Invading species are a growing environmental and economic threat to Ontario. They are defined as plants, animals, and micro-organisms introduced by human action outside their natural past or present distribution, whose introduction or spread threatens the environment, the economy, and society including human health.
Over five years BPSA volunteers have installed seventy-five Boot Scrubber units. Another twenty-five are in the works to bring the total to one-hundred units. The aim? To ensure that all visitors to Grey-Bruce and locals, are aware of the seriousness of this issue.
So far more than a dozen corporations, organizations, municipalities and individuals have endorsed and supported this unique program. BPSA has received more than 27-thousand dollars in grants and donations supporting our Invasives Awareness Program. Two recent sponsors are the Sydenham Sportsmen’s Association and Georgian Bluffs Township.
BPSA “Boot Scrubber” Invasive Species Awareness Species program sponsors include: Union Gas, the Gosling Foundation, Bruce County Corporation, the Bruce Trail Conservancy, the Helen McCrea Peacock Foundation, the Grey-Bruce Community Foundation, McKenzie IDA Wiarton, Wiarton Outdoor Education Center, the Town of South Bruce Peninsula, SBP Financial Services, the Elliott Family, The Sydenham Sportsmen’s Association, and Georgian Bluffs Township.
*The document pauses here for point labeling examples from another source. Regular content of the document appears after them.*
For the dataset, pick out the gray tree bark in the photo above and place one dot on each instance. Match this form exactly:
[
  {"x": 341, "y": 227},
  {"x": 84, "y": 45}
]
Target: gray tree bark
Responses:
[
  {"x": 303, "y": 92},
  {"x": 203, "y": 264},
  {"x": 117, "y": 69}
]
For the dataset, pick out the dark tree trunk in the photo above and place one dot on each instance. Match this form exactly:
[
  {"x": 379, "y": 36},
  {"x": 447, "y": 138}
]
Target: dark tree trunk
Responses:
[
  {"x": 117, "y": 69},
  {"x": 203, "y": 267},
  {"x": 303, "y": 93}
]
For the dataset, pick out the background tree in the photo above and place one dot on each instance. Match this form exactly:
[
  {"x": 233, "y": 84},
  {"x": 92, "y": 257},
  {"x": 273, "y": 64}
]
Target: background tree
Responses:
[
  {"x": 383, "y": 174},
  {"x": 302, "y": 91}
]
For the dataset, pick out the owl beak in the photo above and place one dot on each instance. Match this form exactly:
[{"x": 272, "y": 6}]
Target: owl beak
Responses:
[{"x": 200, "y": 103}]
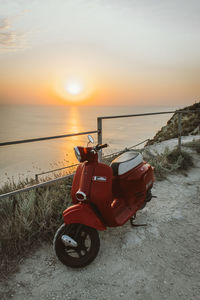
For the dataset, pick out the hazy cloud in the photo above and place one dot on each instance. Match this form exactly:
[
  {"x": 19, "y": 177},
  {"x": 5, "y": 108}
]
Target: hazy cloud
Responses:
[{"x": 10, "y": 39}]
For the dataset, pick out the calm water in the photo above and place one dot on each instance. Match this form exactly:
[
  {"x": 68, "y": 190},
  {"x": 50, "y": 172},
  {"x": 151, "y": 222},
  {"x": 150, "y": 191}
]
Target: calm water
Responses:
[{"x": 22, "y": 122}]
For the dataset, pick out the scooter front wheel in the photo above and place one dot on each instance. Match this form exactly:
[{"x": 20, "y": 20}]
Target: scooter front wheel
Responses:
[{"x": 81, "y": 245}]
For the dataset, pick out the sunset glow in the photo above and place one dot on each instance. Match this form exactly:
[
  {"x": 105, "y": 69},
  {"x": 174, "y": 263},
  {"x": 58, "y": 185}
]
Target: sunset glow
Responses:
[
  {"x": 73, "y": 87},
  {"x": 137, "y": 53}
]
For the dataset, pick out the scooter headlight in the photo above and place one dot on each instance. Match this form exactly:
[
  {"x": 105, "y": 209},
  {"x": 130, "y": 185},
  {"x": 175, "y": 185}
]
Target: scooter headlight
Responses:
[
  {"x": 81, "y": 196},
  {"x": 77, "y": 153}
]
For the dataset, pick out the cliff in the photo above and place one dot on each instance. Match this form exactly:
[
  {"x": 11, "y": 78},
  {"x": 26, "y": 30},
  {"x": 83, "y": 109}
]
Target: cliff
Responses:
[{"x": 190, "y": 123}]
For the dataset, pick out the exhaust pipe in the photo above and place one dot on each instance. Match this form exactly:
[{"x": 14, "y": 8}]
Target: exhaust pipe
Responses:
[{"x": 68, "y": 241}]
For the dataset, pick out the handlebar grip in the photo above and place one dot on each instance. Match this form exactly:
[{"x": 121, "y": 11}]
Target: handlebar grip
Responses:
[{"x": 98, "y": 147}]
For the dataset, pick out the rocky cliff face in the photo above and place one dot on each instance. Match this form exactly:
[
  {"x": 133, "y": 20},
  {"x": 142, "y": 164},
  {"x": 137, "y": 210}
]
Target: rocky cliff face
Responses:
[{"x": 190, "y": 123}]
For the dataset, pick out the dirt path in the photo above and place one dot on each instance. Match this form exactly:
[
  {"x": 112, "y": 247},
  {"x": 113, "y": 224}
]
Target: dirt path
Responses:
[{"x": 160, "y": 261}]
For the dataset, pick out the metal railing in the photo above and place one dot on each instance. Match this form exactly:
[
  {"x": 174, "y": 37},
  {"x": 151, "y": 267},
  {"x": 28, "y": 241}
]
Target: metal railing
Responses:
[
  {"x": 99, "y": 132},
  {"x": 179, "y": 112}
]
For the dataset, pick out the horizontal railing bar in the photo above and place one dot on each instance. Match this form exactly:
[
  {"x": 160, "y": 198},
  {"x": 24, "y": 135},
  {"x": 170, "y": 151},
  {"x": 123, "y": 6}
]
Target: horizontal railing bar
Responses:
[
  {"x": 34, "y": 186},
  {"x": 148, "y": 114},
  {"x": 128, "y": 148},
  {"x": 50, "y": 171},
  {"x": 135, "y": 115},
  {"x": 46, "y": 138}
]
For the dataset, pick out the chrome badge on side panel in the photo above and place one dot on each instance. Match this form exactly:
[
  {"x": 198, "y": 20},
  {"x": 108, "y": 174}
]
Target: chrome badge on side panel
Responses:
[{"x": 99, "y": 178}]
Over the last two years it seemed that anywhere I visited in Grey Bruce, there was another “Boot Scrubber” unit.
At the 2019 Owen Sound Salmon Spectacular the Federation of Anglers and Hunters (OFAH) Invasive Species Co-coordinator congratulated BPSA on its Boot Scrubber Program. Shawn Cayley said he wished more conservation organizations would launch similar awareness programs.
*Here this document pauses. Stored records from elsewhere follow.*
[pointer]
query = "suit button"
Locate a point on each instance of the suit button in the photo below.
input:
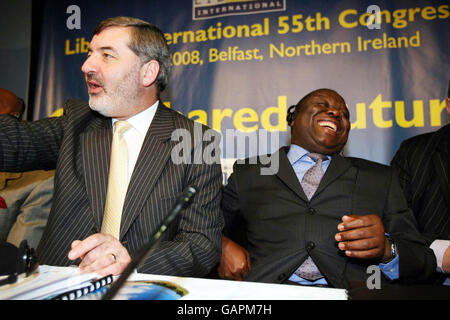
(310, 245)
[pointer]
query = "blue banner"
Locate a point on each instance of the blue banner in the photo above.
(238, 65)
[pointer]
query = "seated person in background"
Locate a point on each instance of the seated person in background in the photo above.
(25, 197)
(423, 166)
(304, 229)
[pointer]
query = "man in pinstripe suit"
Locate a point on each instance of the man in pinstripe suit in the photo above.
(127, 67)
(423, 165)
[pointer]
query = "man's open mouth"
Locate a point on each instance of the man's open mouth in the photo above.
(328, 124)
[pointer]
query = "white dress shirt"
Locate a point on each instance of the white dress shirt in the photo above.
(135, 136)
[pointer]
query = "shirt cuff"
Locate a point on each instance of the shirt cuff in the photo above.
(391, 269)
(439, 247)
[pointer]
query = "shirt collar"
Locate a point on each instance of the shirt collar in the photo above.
(296, 152)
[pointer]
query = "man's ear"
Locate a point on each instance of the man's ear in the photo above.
(149, 71)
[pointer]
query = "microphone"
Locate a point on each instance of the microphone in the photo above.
(183, 201)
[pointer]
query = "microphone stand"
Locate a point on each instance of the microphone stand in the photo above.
(182, 202)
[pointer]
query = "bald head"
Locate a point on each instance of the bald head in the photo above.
(10, 103)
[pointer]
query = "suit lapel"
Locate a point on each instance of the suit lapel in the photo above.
(95, 154)
(5, 176)
(287, 174)
(154, 154)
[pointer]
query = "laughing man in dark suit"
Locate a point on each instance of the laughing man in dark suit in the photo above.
(127, 67)
(356, 217)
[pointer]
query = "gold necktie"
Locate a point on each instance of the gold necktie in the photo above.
(117, 182)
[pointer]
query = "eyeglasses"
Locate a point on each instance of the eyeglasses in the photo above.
(25, 262)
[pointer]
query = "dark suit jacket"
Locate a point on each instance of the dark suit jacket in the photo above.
(283, 227)
(423, 167)
(78, 144)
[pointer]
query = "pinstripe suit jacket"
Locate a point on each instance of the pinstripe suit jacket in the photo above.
(78, 145)
(423, 166)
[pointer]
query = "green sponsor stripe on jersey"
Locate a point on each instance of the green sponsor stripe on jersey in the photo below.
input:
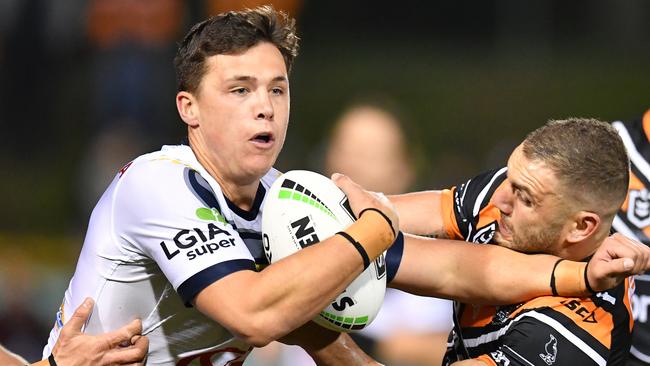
(349, 322)
(361, 319)
(297, 196)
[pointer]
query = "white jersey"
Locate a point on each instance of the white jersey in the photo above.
(161, 233)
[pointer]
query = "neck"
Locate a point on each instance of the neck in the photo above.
(241, 192)
(583, 249)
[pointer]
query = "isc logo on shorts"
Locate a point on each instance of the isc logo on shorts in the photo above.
(639, 211)
(194, 242)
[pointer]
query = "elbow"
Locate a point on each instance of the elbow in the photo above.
(259, 332)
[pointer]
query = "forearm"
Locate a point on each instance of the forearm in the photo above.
(9, 358)
(472, 362)
(419, 213)
(480, 274)
(327, 347)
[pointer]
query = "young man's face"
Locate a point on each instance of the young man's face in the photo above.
(243, 104)
(533, 211)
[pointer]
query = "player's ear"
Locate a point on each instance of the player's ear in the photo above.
(187, 107)
(585, 224)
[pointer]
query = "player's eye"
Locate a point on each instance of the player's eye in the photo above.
(239, 91)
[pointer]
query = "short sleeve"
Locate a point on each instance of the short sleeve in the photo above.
(537, 339)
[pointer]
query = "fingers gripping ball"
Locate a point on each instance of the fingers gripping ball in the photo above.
(303, 208)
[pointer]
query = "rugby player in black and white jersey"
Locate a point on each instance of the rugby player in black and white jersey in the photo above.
(564, 185)
(633, 220)
(175, 239)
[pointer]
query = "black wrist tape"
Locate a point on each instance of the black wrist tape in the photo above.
(587, 285)
(390, 223)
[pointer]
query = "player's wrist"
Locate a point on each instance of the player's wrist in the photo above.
(373, 231)
(51, 360)
(569, 278)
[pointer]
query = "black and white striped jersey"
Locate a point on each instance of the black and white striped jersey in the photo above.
(547, 330)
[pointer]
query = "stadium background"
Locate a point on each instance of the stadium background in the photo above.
(83, 82)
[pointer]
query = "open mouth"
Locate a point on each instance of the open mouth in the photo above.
(263, 138)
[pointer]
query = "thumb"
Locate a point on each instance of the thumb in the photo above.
(623, 266)
(344, 182)
(81, 315)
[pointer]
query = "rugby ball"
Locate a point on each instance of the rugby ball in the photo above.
(303, 208)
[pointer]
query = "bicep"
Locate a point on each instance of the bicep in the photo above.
(480, 274)
(540, 339)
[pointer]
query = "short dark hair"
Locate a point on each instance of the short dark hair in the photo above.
(230, 33)
(588, 157)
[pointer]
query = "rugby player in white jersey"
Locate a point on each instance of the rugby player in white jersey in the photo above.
(175, 239)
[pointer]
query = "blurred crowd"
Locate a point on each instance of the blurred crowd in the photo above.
(85, 85)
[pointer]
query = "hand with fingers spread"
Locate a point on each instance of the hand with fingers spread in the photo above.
(124, 346)
(361, 200)
(617, 257)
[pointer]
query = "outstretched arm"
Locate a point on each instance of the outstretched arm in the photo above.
(328, 348)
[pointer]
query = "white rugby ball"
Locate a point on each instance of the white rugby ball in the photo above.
(303, 208)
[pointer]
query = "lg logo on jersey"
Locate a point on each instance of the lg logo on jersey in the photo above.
(186, 240)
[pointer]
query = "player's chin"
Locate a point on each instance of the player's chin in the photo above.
(260, 164)
(503, 240)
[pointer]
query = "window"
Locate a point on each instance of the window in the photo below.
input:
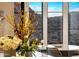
(35, 8)
(74, 23)
(55, 23)
(17, 7)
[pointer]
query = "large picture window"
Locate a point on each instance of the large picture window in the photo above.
(74, 23)
(35, 8)
(55, 23)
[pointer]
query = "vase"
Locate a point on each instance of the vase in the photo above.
(28, 54)
(9, 53)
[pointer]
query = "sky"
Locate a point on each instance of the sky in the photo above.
(54, 6)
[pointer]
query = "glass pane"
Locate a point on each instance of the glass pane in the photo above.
(35, 8)
(55, 28)
(54, 6)
(74, 23)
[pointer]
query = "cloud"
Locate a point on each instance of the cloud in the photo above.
(54, 14)
(77, 9)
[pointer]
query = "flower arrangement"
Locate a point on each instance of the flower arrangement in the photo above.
(7, 43)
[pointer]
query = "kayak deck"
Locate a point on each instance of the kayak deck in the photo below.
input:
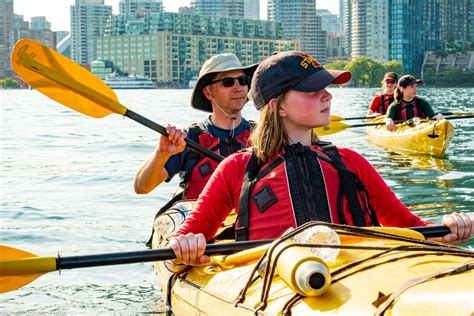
(428, 137)
(364, 276)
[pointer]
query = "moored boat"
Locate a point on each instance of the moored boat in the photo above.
(381, 271)
(426, 137)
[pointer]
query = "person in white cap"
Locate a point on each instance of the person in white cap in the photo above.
(289, 177)
(222, 90)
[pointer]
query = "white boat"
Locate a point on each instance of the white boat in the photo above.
(129, 82)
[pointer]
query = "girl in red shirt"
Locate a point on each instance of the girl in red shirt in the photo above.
(289, 90)
(381, 102)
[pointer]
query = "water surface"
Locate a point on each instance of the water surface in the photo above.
(66, 187)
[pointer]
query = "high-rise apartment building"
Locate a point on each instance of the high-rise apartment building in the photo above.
(22, 29)
(88, 21)
(347, 27)
(252, 9)
(369, 29)
(410, 38)
(170, 48)
(140, 6)
(39, 23)
(329, 22)
(6, 28)
(299, 21)
(222, 8)
(458, 20)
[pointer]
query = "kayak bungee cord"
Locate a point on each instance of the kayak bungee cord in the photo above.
(429, 248)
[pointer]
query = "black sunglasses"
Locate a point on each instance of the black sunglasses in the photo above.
(229, 82)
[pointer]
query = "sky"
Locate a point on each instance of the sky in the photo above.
(57, 11)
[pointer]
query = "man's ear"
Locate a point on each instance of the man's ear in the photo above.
(206, 91)
(273, 105)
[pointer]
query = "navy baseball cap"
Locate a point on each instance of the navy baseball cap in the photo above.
(291, 70)
(408, 80)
One OFAH zone chair called the phragmites invasion “one of the most serious and untold stories in Ontario.” He noted the fast growing noxious weed absorbs nutrients in waterways, eventually making it impossible for tiny creatures and even fish to survive. He too praised our BPSA Boost Scrubber program.
Our BPSA “Boot Scrubber Program” chair Jim Martell says “we aren’t trying to save the world. We are just trying to prevent the spread of these plants and make people more aware of them and get them to think about what society can do to keep them under control.”
BPSA is best known not for fighting invasives but for fish stocking. Since the sixties our community group has planted more than four million rainbow and brown trout and salmon in Southwest Georgian Bay. The 300 member BPSA was established in the sixties to “preserve and enhance fish and wildlife.” BPSA operates the longest running volunteer-run fish hatchery in Ontario.
We are members of the 40-member Ontario Community Hatchery Program (CHP) which is funded by the province and operated by the Ontario Federation of Anglers and Hunters. Some of the costs involved with operating our fish stocking program are covered by the CHP.
BPSA boasts an active youth and adult archery program, a busy handgun club, youth and adult firearms training classes, and our tree planting program. The Bruce Peninsula Sportsmen’s Association was established in the sixties to “preserve and enhance fish and wildlife.” In 2020 we are celebrating fifty-eight years of service to the Grey-Bruce community. We always welcome new members.